Admin User Interface

Code

The Code area is where you write and organize your application’s business logic. While the Schema area gives you a visual overview of types and relationships, the Code area focuses on what those types actually do – their methods, computed properties, and API configuration.

Code

Working with the Code Area

The screen is divided into a navigation tree on the left and a context-sensitive editor on the right. The tree organizes your code by type: expand a type to see its properties, views, and methods. Click any item to edit it.
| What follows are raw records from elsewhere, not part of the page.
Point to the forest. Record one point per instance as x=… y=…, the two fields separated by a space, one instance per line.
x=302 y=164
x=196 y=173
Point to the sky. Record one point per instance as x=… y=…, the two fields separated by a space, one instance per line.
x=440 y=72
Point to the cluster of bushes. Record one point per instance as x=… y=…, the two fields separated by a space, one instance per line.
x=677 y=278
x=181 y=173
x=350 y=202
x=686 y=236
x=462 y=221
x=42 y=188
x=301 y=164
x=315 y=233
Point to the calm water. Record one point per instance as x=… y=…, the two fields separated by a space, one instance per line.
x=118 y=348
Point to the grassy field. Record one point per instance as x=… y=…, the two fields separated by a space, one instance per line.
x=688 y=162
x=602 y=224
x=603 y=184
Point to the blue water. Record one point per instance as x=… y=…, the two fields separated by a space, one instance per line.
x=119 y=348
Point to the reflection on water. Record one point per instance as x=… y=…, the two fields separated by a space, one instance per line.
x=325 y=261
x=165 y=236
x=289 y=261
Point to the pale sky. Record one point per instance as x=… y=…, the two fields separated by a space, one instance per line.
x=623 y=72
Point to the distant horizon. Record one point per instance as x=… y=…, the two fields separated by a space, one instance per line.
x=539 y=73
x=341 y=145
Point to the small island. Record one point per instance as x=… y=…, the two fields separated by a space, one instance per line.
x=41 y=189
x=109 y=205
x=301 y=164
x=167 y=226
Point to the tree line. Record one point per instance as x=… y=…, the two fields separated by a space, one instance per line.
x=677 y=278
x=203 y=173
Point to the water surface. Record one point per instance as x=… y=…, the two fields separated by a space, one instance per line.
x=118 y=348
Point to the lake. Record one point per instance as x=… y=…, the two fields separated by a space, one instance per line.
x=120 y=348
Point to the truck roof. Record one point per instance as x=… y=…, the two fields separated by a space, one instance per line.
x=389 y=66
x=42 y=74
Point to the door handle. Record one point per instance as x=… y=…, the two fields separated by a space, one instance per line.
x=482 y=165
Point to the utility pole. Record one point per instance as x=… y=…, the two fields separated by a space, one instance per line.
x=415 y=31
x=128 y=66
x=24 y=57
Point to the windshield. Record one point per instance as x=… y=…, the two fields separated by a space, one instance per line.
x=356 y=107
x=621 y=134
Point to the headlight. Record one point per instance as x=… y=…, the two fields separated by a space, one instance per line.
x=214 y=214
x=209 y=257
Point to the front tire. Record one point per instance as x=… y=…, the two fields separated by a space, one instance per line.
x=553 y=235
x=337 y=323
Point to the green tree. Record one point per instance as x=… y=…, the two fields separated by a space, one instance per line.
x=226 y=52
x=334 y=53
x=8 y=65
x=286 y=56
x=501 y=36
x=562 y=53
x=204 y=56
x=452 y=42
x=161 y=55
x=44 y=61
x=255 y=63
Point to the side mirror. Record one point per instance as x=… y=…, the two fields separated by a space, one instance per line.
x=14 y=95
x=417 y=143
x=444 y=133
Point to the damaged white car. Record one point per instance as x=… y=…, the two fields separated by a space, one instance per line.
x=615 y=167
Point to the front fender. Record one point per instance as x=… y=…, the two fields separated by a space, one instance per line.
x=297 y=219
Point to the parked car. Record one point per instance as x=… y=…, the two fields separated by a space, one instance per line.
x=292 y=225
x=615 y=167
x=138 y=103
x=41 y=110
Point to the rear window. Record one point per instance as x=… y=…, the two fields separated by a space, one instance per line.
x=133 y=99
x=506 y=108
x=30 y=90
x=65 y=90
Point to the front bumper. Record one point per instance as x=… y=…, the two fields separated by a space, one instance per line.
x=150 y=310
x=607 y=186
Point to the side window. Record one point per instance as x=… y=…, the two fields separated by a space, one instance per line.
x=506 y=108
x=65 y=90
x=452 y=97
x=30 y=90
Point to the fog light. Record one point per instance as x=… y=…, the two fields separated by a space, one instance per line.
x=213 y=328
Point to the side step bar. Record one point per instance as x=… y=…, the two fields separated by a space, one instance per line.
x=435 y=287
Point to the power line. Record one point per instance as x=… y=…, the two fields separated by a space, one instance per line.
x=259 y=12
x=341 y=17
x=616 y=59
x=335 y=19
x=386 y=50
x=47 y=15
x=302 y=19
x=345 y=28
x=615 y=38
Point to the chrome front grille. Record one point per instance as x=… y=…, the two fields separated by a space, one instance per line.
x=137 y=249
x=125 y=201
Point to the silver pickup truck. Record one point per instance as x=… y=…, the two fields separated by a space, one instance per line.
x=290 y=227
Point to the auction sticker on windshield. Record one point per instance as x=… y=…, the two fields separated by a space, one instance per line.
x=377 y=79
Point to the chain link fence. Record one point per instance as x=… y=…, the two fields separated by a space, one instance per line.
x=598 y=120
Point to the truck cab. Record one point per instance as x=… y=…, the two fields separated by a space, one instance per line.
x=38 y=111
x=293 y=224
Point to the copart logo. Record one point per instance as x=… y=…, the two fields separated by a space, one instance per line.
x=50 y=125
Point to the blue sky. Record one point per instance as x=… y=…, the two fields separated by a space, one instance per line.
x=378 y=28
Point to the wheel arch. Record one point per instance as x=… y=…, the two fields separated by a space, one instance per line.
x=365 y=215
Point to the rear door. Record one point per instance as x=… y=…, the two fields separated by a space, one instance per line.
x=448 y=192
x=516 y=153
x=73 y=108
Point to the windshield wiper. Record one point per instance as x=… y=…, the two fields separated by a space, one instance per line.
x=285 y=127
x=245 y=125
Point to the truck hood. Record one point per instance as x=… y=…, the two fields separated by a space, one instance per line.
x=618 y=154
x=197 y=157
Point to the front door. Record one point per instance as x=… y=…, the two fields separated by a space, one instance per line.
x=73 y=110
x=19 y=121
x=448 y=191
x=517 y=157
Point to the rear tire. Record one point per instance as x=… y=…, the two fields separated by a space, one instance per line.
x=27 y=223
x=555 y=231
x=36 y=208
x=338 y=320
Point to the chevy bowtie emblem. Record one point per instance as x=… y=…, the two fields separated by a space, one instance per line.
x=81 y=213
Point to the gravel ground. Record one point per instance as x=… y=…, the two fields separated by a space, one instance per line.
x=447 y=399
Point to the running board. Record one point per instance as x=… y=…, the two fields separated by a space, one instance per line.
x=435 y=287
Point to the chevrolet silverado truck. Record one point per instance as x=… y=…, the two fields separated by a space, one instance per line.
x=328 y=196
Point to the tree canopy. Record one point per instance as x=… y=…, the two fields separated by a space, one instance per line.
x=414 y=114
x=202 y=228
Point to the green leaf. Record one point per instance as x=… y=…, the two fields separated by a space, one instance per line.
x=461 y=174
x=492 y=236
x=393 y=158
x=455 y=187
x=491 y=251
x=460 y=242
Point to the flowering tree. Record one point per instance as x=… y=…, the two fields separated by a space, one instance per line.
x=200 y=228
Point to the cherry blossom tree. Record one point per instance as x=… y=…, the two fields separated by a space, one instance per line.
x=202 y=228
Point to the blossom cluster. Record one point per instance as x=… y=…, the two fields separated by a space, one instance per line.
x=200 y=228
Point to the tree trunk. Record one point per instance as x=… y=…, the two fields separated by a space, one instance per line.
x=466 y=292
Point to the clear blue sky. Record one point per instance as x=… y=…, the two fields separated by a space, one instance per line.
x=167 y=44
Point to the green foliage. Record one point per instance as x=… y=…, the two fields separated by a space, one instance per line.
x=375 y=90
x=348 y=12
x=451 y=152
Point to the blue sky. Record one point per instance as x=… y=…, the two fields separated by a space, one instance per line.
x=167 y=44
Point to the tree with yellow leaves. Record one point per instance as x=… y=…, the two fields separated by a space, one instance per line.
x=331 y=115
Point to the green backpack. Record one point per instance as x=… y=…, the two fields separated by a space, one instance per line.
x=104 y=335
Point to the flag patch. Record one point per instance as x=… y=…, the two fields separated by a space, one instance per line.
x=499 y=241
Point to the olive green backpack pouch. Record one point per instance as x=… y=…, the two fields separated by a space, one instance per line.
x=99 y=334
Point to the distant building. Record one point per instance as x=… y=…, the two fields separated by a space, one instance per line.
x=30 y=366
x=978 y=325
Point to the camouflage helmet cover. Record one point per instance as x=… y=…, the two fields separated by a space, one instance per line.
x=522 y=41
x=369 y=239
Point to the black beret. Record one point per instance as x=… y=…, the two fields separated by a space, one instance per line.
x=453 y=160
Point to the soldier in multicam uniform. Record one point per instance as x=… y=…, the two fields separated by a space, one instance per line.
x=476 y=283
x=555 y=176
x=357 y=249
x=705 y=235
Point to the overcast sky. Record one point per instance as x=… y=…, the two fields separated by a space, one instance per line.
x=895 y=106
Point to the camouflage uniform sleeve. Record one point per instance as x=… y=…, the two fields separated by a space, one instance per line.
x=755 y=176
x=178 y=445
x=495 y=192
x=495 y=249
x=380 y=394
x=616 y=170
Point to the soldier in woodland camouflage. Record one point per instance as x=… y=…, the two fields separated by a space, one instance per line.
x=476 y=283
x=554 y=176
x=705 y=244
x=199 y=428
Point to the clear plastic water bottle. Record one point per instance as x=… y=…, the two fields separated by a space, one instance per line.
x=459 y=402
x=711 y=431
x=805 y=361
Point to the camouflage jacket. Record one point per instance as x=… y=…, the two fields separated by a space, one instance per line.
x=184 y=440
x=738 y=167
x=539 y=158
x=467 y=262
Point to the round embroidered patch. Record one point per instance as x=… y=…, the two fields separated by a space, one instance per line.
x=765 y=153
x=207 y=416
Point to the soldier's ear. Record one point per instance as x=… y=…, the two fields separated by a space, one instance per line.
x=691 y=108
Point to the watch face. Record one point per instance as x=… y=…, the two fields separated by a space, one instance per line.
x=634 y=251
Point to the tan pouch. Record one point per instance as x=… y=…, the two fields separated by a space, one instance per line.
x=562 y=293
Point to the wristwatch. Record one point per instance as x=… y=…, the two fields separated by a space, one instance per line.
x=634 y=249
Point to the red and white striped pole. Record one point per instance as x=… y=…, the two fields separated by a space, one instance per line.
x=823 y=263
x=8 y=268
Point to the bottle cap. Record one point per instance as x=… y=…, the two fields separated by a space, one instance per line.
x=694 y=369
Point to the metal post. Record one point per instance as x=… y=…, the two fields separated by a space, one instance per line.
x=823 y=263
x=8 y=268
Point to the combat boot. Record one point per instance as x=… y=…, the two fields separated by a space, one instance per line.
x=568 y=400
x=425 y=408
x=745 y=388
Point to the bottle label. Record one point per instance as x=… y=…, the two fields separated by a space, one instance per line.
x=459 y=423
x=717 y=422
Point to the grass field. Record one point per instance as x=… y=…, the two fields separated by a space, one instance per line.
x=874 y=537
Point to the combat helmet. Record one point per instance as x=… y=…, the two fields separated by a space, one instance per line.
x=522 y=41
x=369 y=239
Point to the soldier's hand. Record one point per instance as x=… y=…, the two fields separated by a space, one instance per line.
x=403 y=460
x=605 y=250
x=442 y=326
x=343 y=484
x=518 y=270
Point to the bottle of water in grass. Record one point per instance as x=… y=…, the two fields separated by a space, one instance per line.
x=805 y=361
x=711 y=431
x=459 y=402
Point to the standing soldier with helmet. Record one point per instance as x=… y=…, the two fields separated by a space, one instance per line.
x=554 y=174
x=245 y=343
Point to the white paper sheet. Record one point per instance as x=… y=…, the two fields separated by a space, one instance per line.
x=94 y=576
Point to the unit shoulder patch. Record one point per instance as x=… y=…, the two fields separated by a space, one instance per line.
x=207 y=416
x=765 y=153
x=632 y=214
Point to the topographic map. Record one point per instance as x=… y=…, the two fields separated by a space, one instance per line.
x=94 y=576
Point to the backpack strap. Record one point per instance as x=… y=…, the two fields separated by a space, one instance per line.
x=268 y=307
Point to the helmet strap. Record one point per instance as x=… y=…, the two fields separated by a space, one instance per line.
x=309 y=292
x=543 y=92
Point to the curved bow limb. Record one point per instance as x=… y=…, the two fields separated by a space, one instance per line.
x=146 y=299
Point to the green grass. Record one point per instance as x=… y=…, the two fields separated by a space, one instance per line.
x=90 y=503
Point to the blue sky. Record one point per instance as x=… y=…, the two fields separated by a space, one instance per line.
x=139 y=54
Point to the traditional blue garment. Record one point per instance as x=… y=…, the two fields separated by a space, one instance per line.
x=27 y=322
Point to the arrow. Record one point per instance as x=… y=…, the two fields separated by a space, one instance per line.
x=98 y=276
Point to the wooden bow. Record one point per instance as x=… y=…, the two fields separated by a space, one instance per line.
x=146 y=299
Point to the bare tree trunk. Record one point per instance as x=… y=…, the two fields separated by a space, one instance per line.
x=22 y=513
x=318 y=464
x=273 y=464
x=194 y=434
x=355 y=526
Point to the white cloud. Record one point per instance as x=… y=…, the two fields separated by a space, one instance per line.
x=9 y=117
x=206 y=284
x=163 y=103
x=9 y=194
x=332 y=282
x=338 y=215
Here you also have access to user-defined functions (global utilities available throughout your application) and service classes (containers for business logic that does not belong to a specific type). The OpenAPI output is also available here, which is useful for verifying how your methods appear to API consumers.

The Navigation Tree

The tree contains the following sections:

User Defined Functions

This shows global functions in a table format – the same view that is available in the Schema area. These functions are callable from anywhere in your application.

OpenAPI

This section displays the OpenAPI specification for your application. The specification is also exposed as a public endpoint that external consumers can access to discover and interact with your APIs. It serves as the authoritative reference for all API endpoints defined in your application, documenting available methods, their parameters, and expected responses.

OpenAPI Output

Types

This lists all your custom types and service classes. Expand a type to see its contents:

  • Direct Properties – Properties defined on this type
  • Linked Properties – Properties from relationships
  • Views – Property sets for different contexts (API responses, UI display)
  • Methods – The business logic attached to this type
  • Inherited Properties – Properties from parent types or traits

This structure mirrors what you see in the Schema type editor, but it is organized for code navigation rather than visual modeling.

Services

This is a category under Types for service classes. Service classes can only contain methods, not properties. They are useful for grouping related business logic that does not belong to a specific data type – things like report generators, external integrations, or utility functions.

The Method Editor

Click any method to open the editor.

Writing Code

The editor is based on Monaco (the same engine as VS Code), with syntax highlighting for JavaScript and StructrScript, autocompletion, and all the features you would expect from a modern code editor.

At the bottom of the screen, a settings dropdown lets you configure the editor to your preferences: word wrap, indentation style, tab size, code folding, and more.

Method Configuration

Above the editor, several options control how the method behaves:

Method is static

This means the method can be called without an object instance – it is a class-level function rather than an instance method.

Not callable via HTTP

This hides the method from the REST API. Use it for internal utilities that should not be exposed.

Wrap JavaScript in main

This wraps your code in a main function, which affects scoping and is sometimes needed for compatibility.

Return result object only

This strips metadata from the response, returning just the result.

HTTP verb dropdown

This specifies which HTTP method triggers this function when called via REST API: GET for read operations, POST for creating things, PUT for updates, DELETE for removals.

Testing Your Code

For static methods, a Run Dialog button appears in the action bar alongside Save, Revert, and Delete. Click it to open a testing interface where you can enter parameters and execute the method immediately. The return value displays in the dialog, making it easy to test and debug without leaving the editor.

API Tab

Here you can define typed parameters for your method. Structr validates incoming requests against these definitions before your code runs, catching type mismatches and missing required parameters automatically. This also generates OpenAPI documentation.

Usage Tab

This shows how to call the method from different contexts: JavaScript, StructrScript, and REST API. The examples use your actual method name and parameters, so you can copy them directly into your code.

Searching Your Code

The search field in the secondary menu searches across all code in your application – schema methods, user-defined functions, and service classes. This is invaluable when you need to find where something is defined or used.

Note that the search does not include page content. For that, use the Pages area.

Two Views, One Model

The Code area and Schema area are two perspectives on the same underlying data. Changes you make in one immediately appear in the other.

Use the Schema area when you are thinking about structure – what types exist, how they relate to each other, what properties they have. Use the Code area when you are thinking about behavior – what methods do, how they are implemented, how they are called.